Guo Zihan, Shen Xiang, Chen Chongqing
Department of Computer Science, Changzhi University, Changzhi, Shanxi, China.
College of Information Engineering, Shanghai Maritime University, Pudong, Shanghai, China.
PLoS One. 2025 Jun 10;20(6):e0325543. doi: 10.1371/journal.pone.0325543. eCollection 2025.

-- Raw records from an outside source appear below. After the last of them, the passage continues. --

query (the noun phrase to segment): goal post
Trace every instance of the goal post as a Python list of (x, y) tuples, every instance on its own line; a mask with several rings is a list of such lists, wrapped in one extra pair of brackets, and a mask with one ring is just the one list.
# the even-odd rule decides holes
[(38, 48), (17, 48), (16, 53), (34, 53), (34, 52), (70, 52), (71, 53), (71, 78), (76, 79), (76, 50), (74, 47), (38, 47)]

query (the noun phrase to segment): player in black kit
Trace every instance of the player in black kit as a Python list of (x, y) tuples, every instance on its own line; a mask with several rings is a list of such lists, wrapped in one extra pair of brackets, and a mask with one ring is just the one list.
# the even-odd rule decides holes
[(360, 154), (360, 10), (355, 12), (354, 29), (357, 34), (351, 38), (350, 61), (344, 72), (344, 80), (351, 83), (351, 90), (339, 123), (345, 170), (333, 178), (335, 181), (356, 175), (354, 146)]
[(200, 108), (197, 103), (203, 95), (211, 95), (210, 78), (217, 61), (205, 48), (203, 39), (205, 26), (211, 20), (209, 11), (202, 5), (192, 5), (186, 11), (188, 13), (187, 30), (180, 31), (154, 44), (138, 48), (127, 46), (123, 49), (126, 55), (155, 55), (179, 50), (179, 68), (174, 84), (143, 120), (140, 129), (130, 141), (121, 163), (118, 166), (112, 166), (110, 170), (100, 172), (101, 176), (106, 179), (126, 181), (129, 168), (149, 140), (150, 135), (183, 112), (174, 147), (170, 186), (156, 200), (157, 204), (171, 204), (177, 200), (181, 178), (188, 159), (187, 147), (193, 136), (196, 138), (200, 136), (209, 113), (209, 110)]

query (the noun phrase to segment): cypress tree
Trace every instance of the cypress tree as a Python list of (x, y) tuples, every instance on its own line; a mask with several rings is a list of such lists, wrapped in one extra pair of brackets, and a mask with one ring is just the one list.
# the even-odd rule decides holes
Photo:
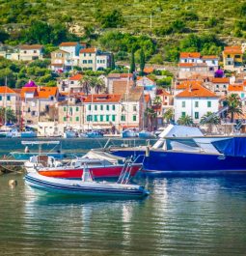
[(146, 66), (146, 56), (145, 56), (145, 52), (143, 50), (143, 48), (141, 48), (141, 51), (140, 51), (140, 75), (144, 75), (144, 69), (145, 69), (145, 66)]
[(130, 59), (130, 72), (134, 72), (136, 70), (135, 66), (135, 57), (134, 57), (134, 49), (131, 49), (131, 59)]

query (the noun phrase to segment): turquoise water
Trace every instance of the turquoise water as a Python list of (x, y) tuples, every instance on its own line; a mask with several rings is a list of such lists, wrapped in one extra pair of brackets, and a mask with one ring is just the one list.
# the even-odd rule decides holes
[(0, 255), (246, 255), (246, 174), (135, 181), (150, 197), (47, 196), (0, 176)]

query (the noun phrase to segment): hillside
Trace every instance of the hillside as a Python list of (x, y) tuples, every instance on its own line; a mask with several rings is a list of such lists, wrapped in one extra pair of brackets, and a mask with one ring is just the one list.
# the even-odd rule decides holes
[[(114, 14), (116, 21), (111, 20)], [(35, 20), (65, 24), (69, 32), (102, 48), (107, 46), (99, 39), (109, 31), (148, 35), (157, 43), (156, 52), (178, 46), (190, 34), (213, 34), (231, 44), (246, 38), (244, 0), (0, 0), (0, 28), (11, 34), (11, 40), (18, 42), (19, 34)]]

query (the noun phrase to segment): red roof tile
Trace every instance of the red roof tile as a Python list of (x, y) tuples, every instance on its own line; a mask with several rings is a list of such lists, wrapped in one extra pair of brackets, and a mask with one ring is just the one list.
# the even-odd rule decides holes
[(69, 77), (69, 80), (70, 81), (79, 81), (82, 78), (83, 78), (83, 75), (81, 73), (77, 73), (77, 74)]
[(200, 52), (180, 52), (180, 58), (201, 58)]
[(212, 83), (230, 83), (229, 77), (214, 77), (211, 80)]
[(80, 53), (96, 53), (96, 48), (84, 48), (79, 51)]
[(77, 42), (63, 42), (63, 43), (61, 43), (60, 44), (59, 44), (59, 46), (68, 46), (68, 47), (69, 47), (69, 46), (76, 46), (77, 45)]
[(177, 98), (218, 98), (214, 93), (201, 85), (191, 85), (183, 92), (178, 94)]
[(84, 102), (85, 103), (114, 103), (119, 102), (122, 99), (121, 95), (89, 95)]
[(243, 84), (230, 84), (228, 87), (229, 92), (242, 92)]

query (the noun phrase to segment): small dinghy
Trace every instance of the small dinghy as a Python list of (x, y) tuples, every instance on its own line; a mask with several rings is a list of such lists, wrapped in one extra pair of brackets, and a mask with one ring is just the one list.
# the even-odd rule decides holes
[(149, 195), (149, 191), (143, 186), (129, 185), (128, 181), (127, 167), (123, 169), (117, 183), (94, 181), (86, 166), (80, 181), (50, 178), (39, 173), (28, 173), (25, 176), (25, 182), (31, 187), (50, 193), (117, 198), (140, 198)]

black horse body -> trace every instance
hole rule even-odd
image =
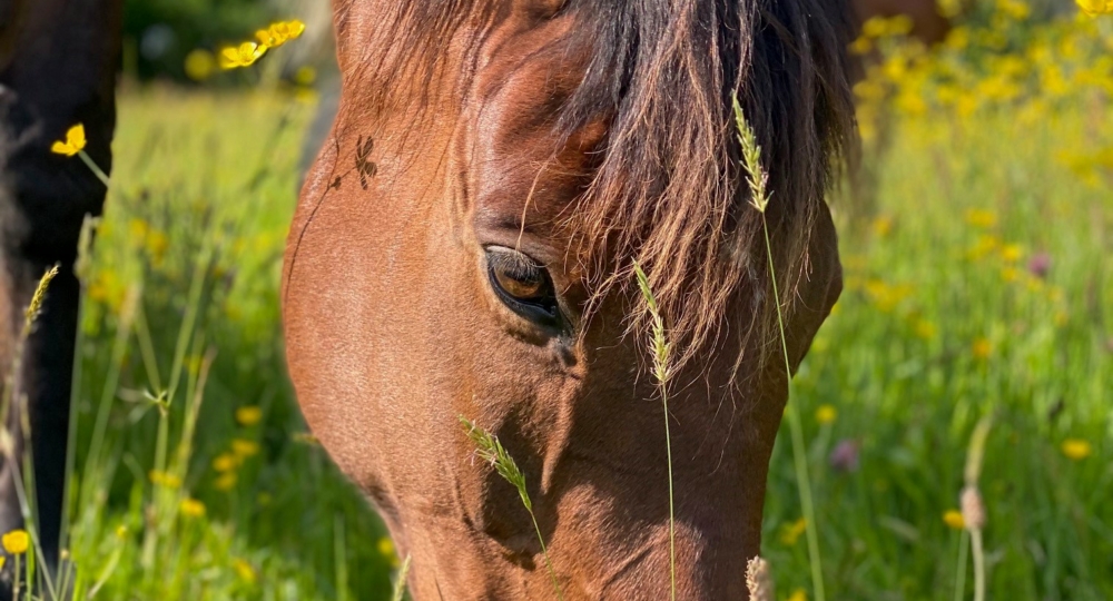
[[[107,191],[81,160],[50,147],[82,124],[86,152],[109,170],[120,23],[121,0],[0,0],[0,374],[17,457],[20,420],[23,412],[30,417],[37,529],[48,563],[57,561],[66,482],[80,294],[73,262],[85,216],[100,215]],[[59,275],[12,373],[23,311],[53,265]],[[0,459],[0,532],[23,524],[16,473],[9,457]]]

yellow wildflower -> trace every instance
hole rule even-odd
[[[180,509],[181,514],[187,518],[200,518],[205,515],[205,503],[196,499],[183,499]]]
[[[56,141],[50,151],[56,155],[72,157],[85,148],[85,126],[78,124],[66,131],[66,141]]]
[[[1090,456],[1094,452],[1094,447],[1090,442],[1082,439],[1067,439],[1063,441],[1063,445],[1060,447],[1063,450],[1063,454],[1067,459],[1074,461],[1082,461]]]
[[[263,410],[257,405],[248,405],[236,410],[236,421],[242,426],[253,426],[263,420]]]
[[[279,21],[272,23],[266,29],[256,31],[255,39],[259,40],[259,45],[267,48],[278,48],[287,41],[301,37],[303,31],[305,31],[305,23],[297,19],[293,21]]]
[[[267,47],[255,42],[229,46],[220,50],[220,68],[227,70],[250,67],[266,53]]]
[[[236,558],[232,560],[232,569],[236,571],[236,575],[239,577],[240,580],[248,584],[255,584],[257,577],[255,574],[255,568],[253,568],[250,563]]]
[[[12,555],[19,555],[27,553],[27,548],[31,544],[31,538],[28,536],[26,530],[12,530],[11,532],[3,535],[0,539],[3,543],[3,550]]]
[[[232,452],[240,457],[249,457],[259,452],[259,444],[255,441],[236,439],[232,441]]]
[[[1082,12],[1091,17],[1113,13],[1113,0],[1074,0]]]
[[[790,524],[785,524],[784,526],[781,526],[780,542],[787,544],[788,546],[792,546],[794,544],[796,544],[796,541],[800,538],[800,534],[804,534],[804,531],[807,529],[808,529],[808,521],[805,520],[804,518],[800,518],[799,520]]]
[[[819,405],[816,410],[816,421],[820,424],[829,424],[838,417],[838,411],[834,405]]]

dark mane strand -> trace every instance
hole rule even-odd
[[[760,215],[740,185],[731,95],[764,149],[785,302],[806,277],[814,219],[854,132],[848,8],[843,0],[581,0],[574,10],[584,23],[578,43],[593,59],[563,129],[613,116],[604,158],[570,223],[600,274],[595,294],[629,286],[637,259],[681,362],[720,333],[740,293],[754,299],[743,335],[768,335],[775,307],[765,302]],[[642,319],[632,327],[649,331]]]

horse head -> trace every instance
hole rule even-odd
[[[787,398],[731,98],[764,148],[790,363],[840,290],[823,200],[853,135],[830,0],[336,0],[341,106],[290,229],[313,432],[417,599],[746,597]],[[657,295],[666,415],[646,370]],[[475,459],[465,416],[525,475]]]

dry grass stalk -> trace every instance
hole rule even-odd
[[[746,590],[750,592],[750,601],[777,600],[772,587],[772,570],[769,569],[769,562],[760,555],[746,562]]]

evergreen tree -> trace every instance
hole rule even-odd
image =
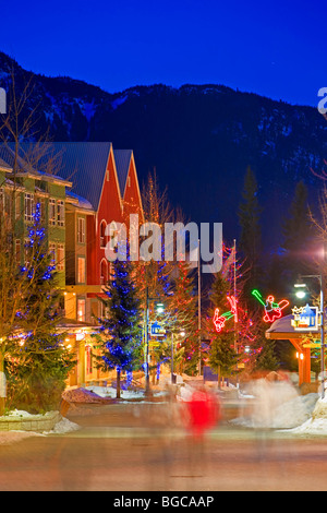
[[[215,310],[219,309],[219,315],[230,311],[230,303],[227,299],[229,294],[230,284],[222,276],[221,272],[215,275],[211,286],[210,301],[211,308],[209,309],[209,330],[210,330],[210,348],[208,362],[210,367],[218,373],[218,384],[220,386],[220,377],[231,374],[232,370],[238,363],[238,354],[234,347],[235,332],[234,324],[229,325],[230,320],[227,320],[220,332],[215,330],[213,325],[213,318]]]
[[[22,308],[16,312],[15,349],[8,362],[12,404],[31,413],[58,408],[69,371],[74,361],[60,333],[59,294],[53,255],[47,252],[45,229],[40,226],[40,205],[26,243],[22,279],[27,283]],[[13,341],[15,338],[13,337]]]
[[[251,290],[259,287],[261,270],[259,255],[262,251],[261,213],[258,203],[258,188],[255,175],[249,166],[245,174],[243,201],[239,208],[239,224],[241,227],[239,249],[249,267],[249,278],[244,285],[244,293],[251,300]]]
[[[185,373],[194,373],[198,365],[198,319],[197,296],[194,293],[194,275],[189,262],[177,262],[169,294],[167,296],[168,313],[165,317],[165,325],[173,333],[177,341],[181,339],[181,333],[185,333],[183,342],[179,346],[183,351],[181,368]]]
[[[104,287],[105,319],[101,323],[99,342],[102,354],[99,367],[117,371],[117,397],[120,397],[121,372],[132,372],[142,359],[142,314],[140,299],[129,260],[112,263],[112,279]]]
[[[310,274],[310,265],[313,265],[313,260],[310,259],[307,247],[312,237],[312,224],[307,188],[303,181],[296,184],[289,215],[282,226],[282,234],[283,265],[288,279],[294,281],[299,274]]]

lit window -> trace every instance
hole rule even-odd
[[[21,263],[21,239],[16,239],[15,241],[15,254],[16,254],[16,262]]]
[[[64,244],[57,246],[57,269],[58,271],[64,270]]]
[[[100,248],[106,248],[106,227],[107,224],[102,220],[100,224]]]
[[[34,208],[34,194],[25,193],[25,220],[26,223],[33,222],[33,208]]]
[[[49,225],[56,225],[56,200],[49,200]]]
[[[57,202],[57,220],[58,226],[64,226],[64,202],[62,200]]]
[[[101,260],[100,264],[100,284],[105,285],[108,282],[108,265],[106,260]]]
[[[84,217],[77,218],[77,242],[80,244],[85,243],[85,218]]]
[[[85,283],[85,259],[77,258],[77,283]]]
[[[49,253],[52,255],[51,263],[56,263],[56,243],[49,242]]]

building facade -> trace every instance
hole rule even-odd
[[[133,152],[114,151],[109,142],[45,143],[32,166],[24,158],[31,154],[31,146],[20,145],[17,166],[14,147],[0,145],[3,208],[9,204],[5,198],[12,187],[10,176],[15,165],[17,259],[23,262],[24,240],[38,202],[48,251],[53,252],[62,289],[64,317],[60,329],[66,334],[65,344],[77,361],[69,385],[105,381],[108,373],[102,373],[95,365],[98,350],[93,335],[105,314],[99,297],[104,297],[102,287],[111,274],[105,252],[106,227],[112,222],[125,222],[129,228],[130,214],[143,219]],[[59,156],[57,174],[47,172],[53,155]]]

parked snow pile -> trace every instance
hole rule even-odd
[[[313,414],[318,394],[299,395],[286,381],[254,380],[252,409],[247,417],[232,423],[257,429],[292,429],[303,425]]]
[[[109,397],[102,397],[92,390],[87,389],[70,389],[65,390],[62,394],[62,398],[68,403],[97,403],[102,404],[110,401]]]

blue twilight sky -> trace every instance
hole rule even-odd
[[[2,0],[0,50],[109,93],[214,83],[316,106],[326,12],[320,0]]]

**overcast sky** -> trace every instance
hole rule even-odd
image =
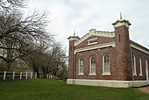
[[[90,29],[114,31],[112,23],[120,12],[132,24],[130,39],[149,48],[149,0],[30,0],[28,4],[28,10],[50,11],[47,29],[67,50],[67,38],[74,30],[79,37]]]

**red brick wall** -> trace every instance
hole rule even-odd
[[[74,41],[69,42],[69,67],[68,67],[68,78],[74,79],[75,67],[74,67]]]
[[[120,41],[119,41],[120,34]],[[88,39],[96,38],[92,36]],[[99,80],[132,80],[132,67],[130,57],[130,41],[129,32],[126,27],[119,27],[115,29],[115,38],[97,37],[98,44],[104,44],[115,41],[116,47],[101,48],[100,50],[84,51],[74,54],[74,49],[88,47],[88,39],[74,47],[74,41],[69,42],[69,79],[99,79]],[[111,75],[102,75],[103,73],[103,55],[110,55],[110,72]],[[136,57],[137,64],[137,76],[134,76],[134,80],[146,80],[145,59],[149,63],[149,55],[140,52],[132,48],[132,54]],[[96,75],[89,75],[90,57],[96,58]],[[78,75],[79,58],[84,59],[84,75]],[[138,57],[142,59],[142,73],[143,76],[139,76],[139,62]],[[149,64],[148,64],[149,65]]]
[[[145,60],[148,61],[148,65],[149,65],[149,55],[147,55],[146,53],[143,53],[143,52],[141,52],[135,48],[132,48],[132,54],[135,55],[135,58],[136,58],[137,76],[134,76],[134,80],[146,80],[146,68],[145,68],[146,62],[145,62]],[[141,61],[142,61],[142,74],[143,74],[143,76],[139,76],[139,73],[140,73],[139,57],[141,58]]]
[[[125,26],[115,28],[117,80],[131,80],[129,31]]]

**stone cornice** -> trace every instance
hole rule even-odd
[[[94,45],[94,46],[88,46],[85,48],[75,49],[74,54],[76,54],[77,52],[101,49],[101,48],[105,48],[105,47],[115,47],[115,42],[104,43],[104,44],[100,44],[100,45]]]
[[[120,26],[126,26],[127,28],[129,28],[131,23],[128,20],[120,19],[120,20],[117,20],[116,22],[112,23],[112,25],[114,25],[115,28],[120,27]]]
[[[79,45],[80,43],[82,43],[83,41],[85,41],[86,39],[88,39],[91,36],[100,36],[100,37],[113,38],[113,37],[115,37],[115,33],[114,32],[109,32],[109,31],[96,31],[96,29],[91,29],[89,31],[89,33],[84,35],[78,41],[75,41],[74,46]]]
[[[135,48],[135,49],[137,49],[139,51],[142,51],[142,52],[144,52],[146,54],[149,54],[149,49],[143,47],[142,45],[140,45],[140,44],[138,44],[138,43],[136,43],[134,41],[131,41],[130,45],[131,45],[132,48]]]

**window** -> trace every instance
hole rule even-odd
[[[121,41],[121,40],[120,40],[120,39],[121,39],[120,37],[121,37],[121,36],[120,36],[120,34],[119,34],[119,42]]]
[[[149,81],[149,73],[148,73],[148,62],[145,60],[145,66],[146,66],[146,80]]]
[[[103,74],[102,75],[111,75],[110,74],[110,56],[105,54],[103,56]]]
[[[139,57],[139,66],[140,66],[140,74],[139,74],[139,76],[142,76],[142,61],[141,61],[140,57]]]
[[[90,57],[90,75],[96,75],[96,59],[94,56]]]
[[[84,63],[83,58],[79,59],[79,75],[84,75]]]
[[[136,74],[136,58],[134,55],[132,56],[132,68],[133,68],[133,75],[137,75]]]
[[[88,40],[88,45],[96,44],[96,43],[97,43],[97,38],[93,38],[93,39]]]

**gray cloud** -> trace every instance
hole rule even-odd
[[[65,47],[74,29],[80,37],[91,28],[114,31],[111,23],[119,19],[120,12],[132,23],[130,38],[146,47],[149,45],[148,0],[31,0],[29,4],[30,9],[51,11],[48,29]]]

Vision-language models aim to seamlessly integrate visual and linguistic information for multi-modal tasks, demanding precise semantic alignments between image-text pairs while minimizing the influence of irrelevant data. While existing methods leverage intra-modal and cross-modal knowledge to enhance alignments, they often fall short in sufficiently reducing interference, which ultimately constrains model performance. To address this gap, we propose a novel vision-language model, the threshold-based knowledge integration network (TBKIN), designed to effectively capture intra-modal and cross-modal knowledge while systematically mitigating the impact of extraneous information. TBKIN employs unified scene graph structures and advanced masking strategies to strengthen semantic alignments and introduces a fine-tuning strategy based on threshold selection to eliminate noise. Comprehensive experimental evaluations demonstrate the efficacy of TBKIN, with our best model achieving state-of-the-art accuracy of 73.90% on the VQA 2.0 dataset and 84.60% on the RefCOCO dataset. Attention visualization and detailed result analysis further validate the robustness of TBKIN in tackling vision-language tasks. The model's ability to reduce interference while enhancing semantic alignments underscores its potential for advancing multi-modal learning. Extensive experiments across four widely-used benchmark datasets confirm its superior performance on two typical vision-language tasks, offering a practical and effective solution for real-world applications.
视觉语言模型旨在无缝集成视觉和语言信息以完成多模态任务,这要求图像-文本对之间有精确的语义对齐,同时尽量减少无关数据的影响。虽然现有方法利用模态内和跨模态知识来增强对齐,但它们在充分减少干扰方面往往存在不足,这最终限制了模型性能。为了弥补这一差距,我们提出了一种新颖的视觉语言模型,即基于阈值的知识集成网络(TBKIN),旨在有效捕捉模态内和跨模态知识,同时系统地减轻无关信息的影响。TBKIN采用统一的场景图结构和先进的掩码策略来加强语义对齐,并引入基于阈值选择的微调策略来消除噪声。全面的实验评估证明了TBKIN的有效性,我们最好的模型在VQA 2.0数据集上达到了73.90%的最新准确率,在RefCOCO数据集上达到了84.60%。注意力可视化和详细的结果分析进一步验证了TBKIN在处理视觉语言任务方面的鲁棒性。该模型在减少干扰的同时增强语义对齐的能力突出了其在推进多模态学习方面的潜力。在四个广泛使用的基准数据集上进行的大量实验证实了它在两个典型视觉语言任务上的卓越性能,为实际应用提供了一个实用且有效的解决方案。